270990 Parental acceptance of dental office-based childhood obesity prevention counseling

Monday, October 29, 2012

Raymond Tseng, DDS, PhD , Department of Pediatric Dentistry, University of North Carolina - Chapel Hill, Chapel Hill, NC
Tina Tseng, PhD, MSPH , Department of Public Health-College of Pharmacy and Health Sciences, Campbell University, Buies Creek, NC
Wesley Rich, PhD , Department of Public Health-College of Pharmacy and Health Sciences, Campbell University, Buies Creek, NC
Overweight or obesity (ow/ob) is a significant public health concern for children and adolescents. Traditionally, physicians have been charged with diagnosis and treatment of these conditions. However, a review of 2388 well-child visits from the 2005-2009 National Ambulatory Medical Care Survey databases shows only 37% of well-child visits involved obesity prevention health education (OPHE).

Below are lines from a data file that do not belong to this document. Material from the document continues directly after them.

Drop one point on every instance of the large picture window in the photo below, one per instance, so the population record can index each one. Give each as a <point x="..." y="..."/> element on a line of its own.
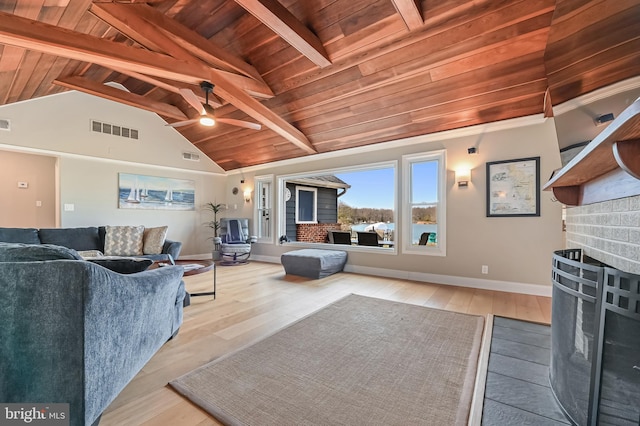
<point x="347" y="201"/>
<point x="424" y="181"/>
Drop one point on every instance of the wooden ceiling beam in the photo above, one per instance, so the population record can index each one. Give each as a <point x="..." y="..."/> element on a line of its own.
<point x="193" y="42"/>
<point x="172" y="86"/>
<point x="410" y="13"/>
<point x="132" y="24"/>
<point x="86" y="85"/>
<point x="282" y="22"/>
<point x="41" y="37"/>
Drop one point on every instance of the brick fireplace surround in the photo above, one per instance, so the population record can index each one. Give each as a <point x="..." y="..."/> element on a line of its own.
<point x="608" y="231"/>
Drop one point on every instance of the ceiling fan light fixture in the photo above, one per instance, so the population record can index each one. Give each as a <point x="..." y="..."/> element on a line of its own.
<point x="205" y="120"/>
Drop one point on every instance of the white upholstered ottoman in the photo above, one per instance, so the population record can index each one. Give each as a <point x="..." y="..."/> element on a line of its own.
<point x="313" y="263"/>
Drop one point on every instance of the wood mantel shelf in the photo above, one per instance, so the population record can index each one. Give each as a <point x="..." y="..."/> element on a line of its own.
<point x="608" y="168"/>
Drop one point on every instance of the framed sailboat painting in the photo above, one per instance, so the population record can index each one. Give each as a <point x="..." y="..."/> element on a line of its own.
<point x="155" y="193"/>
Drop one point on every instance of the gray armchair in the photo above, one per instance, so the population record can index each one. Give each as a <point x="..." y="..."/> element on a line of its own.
<point x="75" y="332"/>
<point x="236" y="241"/>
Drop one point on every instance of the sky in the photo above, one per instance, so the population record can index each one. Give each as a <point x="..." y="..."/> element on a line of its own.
<point x="374" y="188"/>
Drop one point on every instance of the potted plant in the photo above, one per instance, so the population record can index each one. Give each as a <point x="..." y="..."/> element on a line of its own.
<point x="215" y="225"/>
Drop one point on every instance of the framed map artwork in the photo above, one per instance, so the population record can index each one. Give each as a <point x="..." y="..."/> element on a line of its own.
<point x="513" y="187"/>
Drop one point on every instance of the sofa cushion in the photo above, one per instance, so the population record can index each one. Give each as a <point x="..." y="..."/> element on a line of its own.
<point x="18" y="252"/>
<point x="75" y="238"/>
<point x="123" y="240"/>
<point x="19" y="235"/>
<point x="153" y="239"/>
<point x="122" y="265"/>
<point x="90" y="253"/>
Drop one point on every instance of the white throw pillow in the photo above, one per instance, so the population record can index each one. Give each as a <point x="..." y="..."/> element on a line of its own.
<point x="123" y="240"/>
<point x="153" y="239"/>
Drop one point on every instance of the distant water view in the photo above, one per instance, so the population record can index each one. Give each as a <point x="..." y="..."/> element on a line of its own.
<point x="416" y="231"/>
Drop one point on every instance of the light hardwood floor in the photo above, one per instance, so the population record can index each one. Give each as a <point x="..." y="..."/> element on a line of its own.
<point x="258" y="299"/>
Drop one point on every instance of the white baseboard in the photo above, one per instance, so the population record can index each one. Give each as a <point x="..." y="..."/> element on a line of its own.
<point x="483" y="284"/>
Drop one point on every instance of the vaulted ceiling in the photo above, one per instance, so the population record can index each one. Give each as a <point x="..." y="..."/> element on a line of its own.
<point x="319" y="75"/>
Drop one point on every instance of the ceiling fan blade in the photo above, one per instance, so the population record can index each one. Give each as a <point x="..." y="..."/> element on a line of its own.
<point x="240" y="123"/>
<point x="183" y="123"/>
<point x="192" y="99"/>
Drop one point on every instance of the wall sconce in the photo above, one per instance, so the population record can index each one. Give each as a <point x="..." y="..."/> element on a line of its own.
<point x="463" y="176"/>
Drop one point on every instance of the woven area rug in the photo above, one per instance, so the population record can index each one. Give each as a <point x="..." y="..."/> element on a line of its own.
<point x="358" y="361"/>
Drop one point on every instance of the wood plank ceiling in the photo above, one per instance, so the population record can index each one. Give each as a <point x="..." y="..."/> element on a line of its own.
<point x="319" y="75"/>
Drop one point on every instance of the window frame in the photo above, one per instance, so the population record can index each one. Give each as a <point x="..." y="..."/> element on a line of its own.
<point x="260" y="182"/>
<point x="281" y="181"/>
<point x="300" y="188"/>
<point x="441" y="203"/>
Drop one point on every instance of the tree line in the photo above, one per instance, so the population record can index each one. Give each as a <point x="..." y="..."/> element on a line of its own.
<point x="348" y="215"/>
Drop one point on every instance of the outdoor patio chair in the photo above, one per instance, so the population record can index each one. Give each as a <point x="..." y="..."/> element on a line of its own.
<point x="424" y="238"/>
<point x="368" y="239"/>
<point x="236" y="242"/>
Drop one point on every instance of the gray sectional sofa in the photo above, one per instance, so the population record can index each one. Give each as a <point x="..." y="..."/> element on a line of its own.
<point x="75" y="332"/>
<point x="80" y="239"/>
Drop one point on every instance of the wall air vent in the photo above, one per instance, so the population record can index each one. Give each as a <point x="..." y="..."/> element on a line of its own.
<point x="115" y="130"/>
<point x="191" y="156"/>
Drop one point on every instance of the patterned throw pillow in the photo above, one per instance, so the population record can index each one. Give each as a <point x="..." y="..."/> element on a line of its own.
<point x="123" y="240"/>
<point x="153" y="240"/>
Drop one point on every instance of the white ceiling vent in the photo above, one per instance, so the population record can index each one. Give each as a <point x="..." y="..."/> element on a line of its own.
<point x="191" y="156"/>
<point x="113" y="129"/>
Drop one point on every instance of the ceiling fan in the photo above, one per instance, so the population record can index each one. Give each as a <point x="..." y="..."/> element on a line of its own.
<point x="207" y="116"/>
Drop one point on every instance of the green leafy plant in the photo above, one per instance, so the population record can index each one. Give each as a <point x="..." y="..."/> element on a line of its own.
<point x="215" y="223"/>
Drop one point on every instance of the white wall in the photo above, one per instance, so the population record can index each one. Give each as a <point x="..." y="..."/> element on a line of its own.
<point x="33" y="206"/>
<point x="517" y="249"/>
<point x="89" y="162"/>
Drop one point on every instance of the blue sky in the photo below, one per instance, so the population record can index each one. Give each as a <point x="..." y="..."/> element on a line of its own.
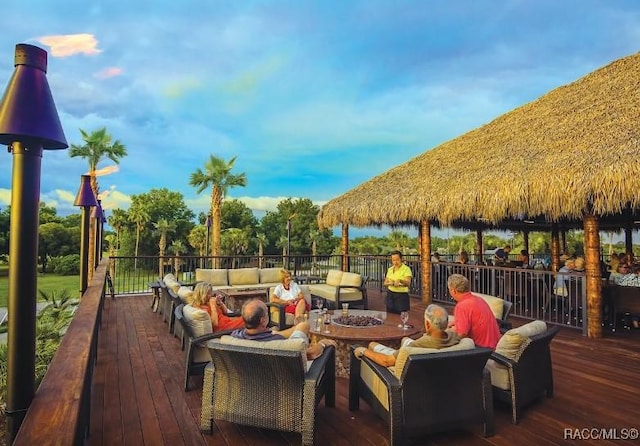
<point x="313" y="97"/>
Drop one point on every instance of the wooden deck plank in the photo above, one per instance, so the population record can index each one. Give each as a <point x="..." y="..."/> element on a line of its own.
<point x="142" y="364"/>
<point x="140" y="367"/>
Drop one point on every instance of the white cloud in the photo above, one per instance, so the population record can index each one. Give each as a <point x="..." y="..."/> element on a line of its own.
<point x="71" y="44"/>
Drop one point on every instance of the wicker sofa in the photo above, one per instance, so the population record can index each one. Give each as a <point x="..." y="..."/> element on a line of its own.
<point x="340" y="287"/>
<point x="267" y="385"/>
<point x="239" y="278"/>
<point x="426" y="391"/>
<point x="521" y="367"/>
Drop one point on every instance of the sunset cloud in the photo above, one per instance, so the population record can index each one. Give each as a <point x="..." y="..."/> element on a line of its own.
<point x="71" y="44"/>
<point x="109" y="72"/>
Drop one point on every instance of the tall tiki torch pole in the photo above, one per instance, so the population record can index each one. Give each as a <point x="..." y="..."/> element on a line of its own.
<point x="29" y="123"/>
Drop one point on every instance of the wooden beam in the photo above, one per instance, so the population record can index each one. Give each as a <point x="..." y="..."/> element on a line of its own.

For obese children, OPHE occurred at 41% of well-child visits. Dentists may aid physicians in screening, diagnosing, and addressing this problem through basic health education. This study assessed parental attitudes and acceptance of counseling aimed at addressing ow/ob in the dental office, and explored possible goals for parents to engage in.

Caregivers of children were surveyed in pediatric dental clinics in central North Carolina. Survey items assessed parental comfort level and attitudes towards medical and dental healthcare providers discussing ow/ob, and perceived difficulty of sustaining ow/ob-associated lifestyle changes for 6 months. Bivariate analysis and logistic regression were performed to identify significant associations.

Physicians discussed BMI percentile at only 30% of well-child visits. 63.4% of parents reported dental-office based OPHE was appropriate. Private insurance, college education, Hispanic ethnicity, and believing “children would not outgrow obesity” were significantly associated with acceptance of counseling. Preliminary data showed that daily breakfast and consuming fruits/vegetables were easy goals for parents to consistently implement for up to 6 months.

Parents believe OPHE in the dental office is appropriate, and are comfortable engaging in such discussions. This study provides a starting point for promoting lifestyle changes to address ow/ob in the dental office.

Learning Areas:
Chronic disease management and prevention
Other professions or practice related to public health
Provision of health care to the public

Learning Objectives:
Identify parent or caregiver characteristics that would be receptive to obesity counseling in the dental office. Identify basic goals parents/caregivers who are interested in implementing obesity prevention-related lifestyle changes for their children.

Keywords: Obesity, Children and Adolescents

Presenting author's disclosure statement:

Qualified on the content I am responsible for because: I have been the principal investigator on several federally funded, and privately funded research training grants focused on the role of the pediatric dentist in addressing childhood overweight and obesity. Among my scientific interests are the immunological and inflammatory consequences of childhood obesity in pre-school aged children, as well as dental clinical practices that aid in screening for, indentifying, and treating the incidence and symptoms of childhood obesity in pediatric populations.
Any relevant financial relationships? No

I agree to comply with the American Public Health Association Conflict of Interest and Commercial Support Guidelines, and to disclose to the participants any off-label or experimental uses of a commercial product or service discussed in my presentation.